En la imagen, James Harding (izda.) junto al moderador del encuentro, el periodista Borja Bergareche.
Gran parte del poder actual se encuentra en las grandes empresas tecnológicas. Harding dedicó su charla sobre la libertad de expresión en la era de Internet a explorar las relaciones entre dichas compañías y el gobierno, o entre lo que denominó metafóricamente el valle (en referencia Silicon Valley, el asiento californiano de la mayoría de las big tech) y la montaña (en alusión a Capitol Hill, sede del poder legislativo en EE.UU.) Harding augura en este 2018 una ola reguladora que podría acabar en la partición de los gigantes tecnológicos, cuya única vía de defensa la hallarían en la declaración voluntaria sobre sus actividades de mayor impacto social. Así, los gigantes tipo Facebook o Google deberían informar periódicamente al público su papel en casos de ciberacoso, discursos del odio, abusos sexuales, o utilización de datos personales para campañas políticas. “Esa información debería ser pública”, insistió Harding, si esas grandes compañías desean evitar la ruptura de sus monopolios.
Harding sorprendió al afirmar que “nadie que pretenda ser serio debería preocuparse por las fake news”, que el ex director de The Times entre 2007 y 2012 definió como “historias falsas que aspiran a llegar al mayor número de lectores con la intención de obtener réditos financieros o políticos”. Así, titulares falsos como “el Papa se declara a favor de Donald Trump” son para Harding el equivalente al spam en los primeros tiempos del correo electrónico: un problema de fácil solución técnica.

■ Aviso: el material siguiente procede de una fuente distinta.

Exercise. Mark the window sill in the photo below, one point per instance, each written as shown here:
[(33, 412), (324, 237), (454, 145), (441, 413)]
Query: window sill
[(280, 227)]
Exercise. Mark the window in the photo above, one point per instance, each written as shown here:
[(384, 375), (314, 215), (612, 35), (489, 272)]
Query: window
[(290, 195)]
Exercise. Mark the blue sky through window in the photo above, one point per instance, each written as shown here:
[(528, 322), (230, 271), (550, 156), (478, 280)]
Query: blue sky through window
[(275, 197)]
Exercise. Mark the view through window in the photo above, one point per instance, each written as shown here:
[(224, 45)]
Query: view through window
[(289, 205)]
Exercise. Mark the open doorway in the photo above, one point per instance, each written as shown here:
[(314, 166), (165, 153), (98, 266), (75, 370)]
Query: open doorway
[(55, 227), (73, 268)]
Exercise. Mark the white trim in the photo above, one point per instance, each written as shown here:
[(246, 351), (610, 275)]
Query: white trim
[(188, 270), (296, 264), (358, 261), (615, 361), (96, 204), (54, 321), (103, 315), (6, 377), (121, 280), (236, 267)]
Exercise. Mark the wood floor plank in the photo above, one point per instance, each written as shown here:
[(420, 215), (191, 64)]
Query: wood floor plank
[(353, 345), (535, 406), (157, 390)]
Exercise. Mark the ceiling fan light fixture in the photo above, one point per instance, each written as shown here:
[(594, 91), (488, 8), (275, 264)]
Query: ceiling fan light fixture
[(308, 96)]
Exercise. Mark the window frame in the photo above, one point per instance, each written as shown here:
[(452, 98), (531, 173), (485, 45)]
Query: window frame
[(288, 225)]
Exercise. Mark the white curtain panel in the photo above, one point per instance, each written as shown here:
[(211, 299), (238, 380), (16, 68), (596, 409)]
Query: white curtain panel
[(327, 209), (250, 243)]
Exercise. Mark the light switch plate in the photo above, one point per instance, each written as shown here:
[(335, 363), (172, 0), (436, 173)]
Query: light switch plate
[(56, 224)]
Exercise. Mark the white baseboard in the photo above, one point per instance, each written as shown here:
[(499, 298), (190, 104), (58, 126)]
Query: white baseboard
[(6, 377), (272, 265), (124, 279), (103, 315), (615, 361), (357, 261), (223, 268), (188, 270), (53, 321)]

Sin embargo, Harding cree que el debate sobre las fake news está oscureciendo el verdadero problema: la propaganda. Los regímenes autoritarios como el ruso están invirtiendo millones y millones en los medios sociales para librar lo que ellos mismos definen como una “guerra de información”. Alrededor del mundo, la democracia está en retroceso, lamentó Harding. A su juicio, la Unión Europea debería castigar a aquellos países como Hungría que restringen la libertad de prensa.
En otra elocuente analogía, Harding identificó al periodismo tradicional con una orquesta que toca para una audiencia pasiva, comparándolo con el periodismo digital, que se parecería más a un festival de música en el que artistas y espectadores construyen juntos la experiencia resultante. Si la BBC no estuviera ya inventada, observó, hoy estaríamos debatiendo la creación de una BDC (British Digital Corporation) que alumbrara una especie de “public service networking”. De hecho, el que fuera corresponsal en Washinton D.C. para el Financial Times recordó la BBC fue creada en 1922 por el gobierno británico ante el temor de que la nueva tecnología del momento, la radiodifusión, cayera bajo el control de los magnates de la prensa. Su modelo es excepcional, apuntó Harding, ya que a diferencia de los servicios públicos de ratiotelevisión de la Europa continental su financiación es independiente de los impuestos tradicionales. La tasa que pagan los ciudadanos británicos ayuda a garantizar una independencia política sin parangón en el resto del continente.
Preguntado por si en estos tiempos post-Brexit no desearía más trabajar para un medio de comunicación partidista y emocional, Harding reconoció que “es mucho más divertido decirle a la gente lo que piensas”, pero “informar sobre la actualidad de manera imparcial tiene un mayor valor de servicio público”.